I spend far too much time figuring out the chemistry of brew - and food - calculating what can happen, what works, what does not. I generate stupidly complex recipes with long lists of notes. And then I get to brew day. I look at the recipe once. And start throwing stuff in without measuring or paying attention to timing. I take a dip from the pot every 5 minutes or so and take a taste. When I ferment it, I keep on tasting every couple days, all the way until it is bottled. Sometimes I keep notes all the way through, but most of the time I do not. As a result, I have a decent palate for what a beer tastes like at the beginning and what it ends up tasting like months later. I often can save an ale going bad by adjusting midway as a result.
When I get a recipe that turns out amazing, I dash down notes, and spend two or three brews recreating it and measuring out exactly what was in it. I taste as I go, compare, contrast, try to improve it, until I get a recipe I love. Then, when I brew it next time, I stick close to the central recipe, but tend to fudge one or two things just to see what it does.

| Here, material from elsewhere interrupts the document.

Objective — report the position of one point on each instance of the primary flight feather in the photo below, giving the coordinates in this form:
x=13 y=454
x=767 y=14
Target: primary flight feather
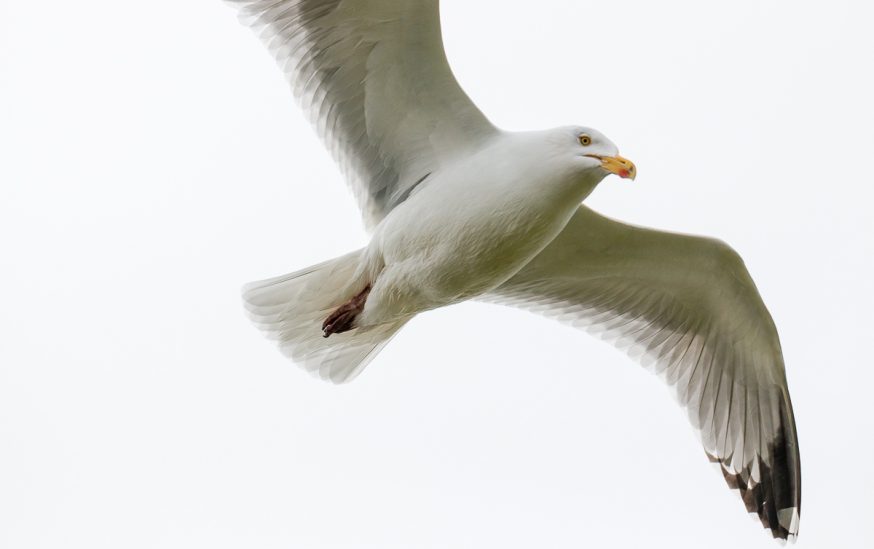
x=460 y=209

I have a bad time sticking to a recipe.
Oh, and I am retentive about sanitation. I do not have enough money to waste on a brew gone bad because of bad sanitation. Whereas, a brew gone bad because of a bad recipe that I can handle. I just bottle it or barrel it, then mix it in with another brew that went bad, until they taste good together. Cannot do that with a badly sanitized brew, unless you get just the right bacteria messing it all up. Have made a couple great sours as a result of bad sanitation, but most of the time it is simply unrecoverable. Have also managed to find some adjuncts that do a good job covering off flavors. Or cover up when I overhop. Unripe mangos are awesome at pulling out excess alpha acids to reduce bitterness in a brew.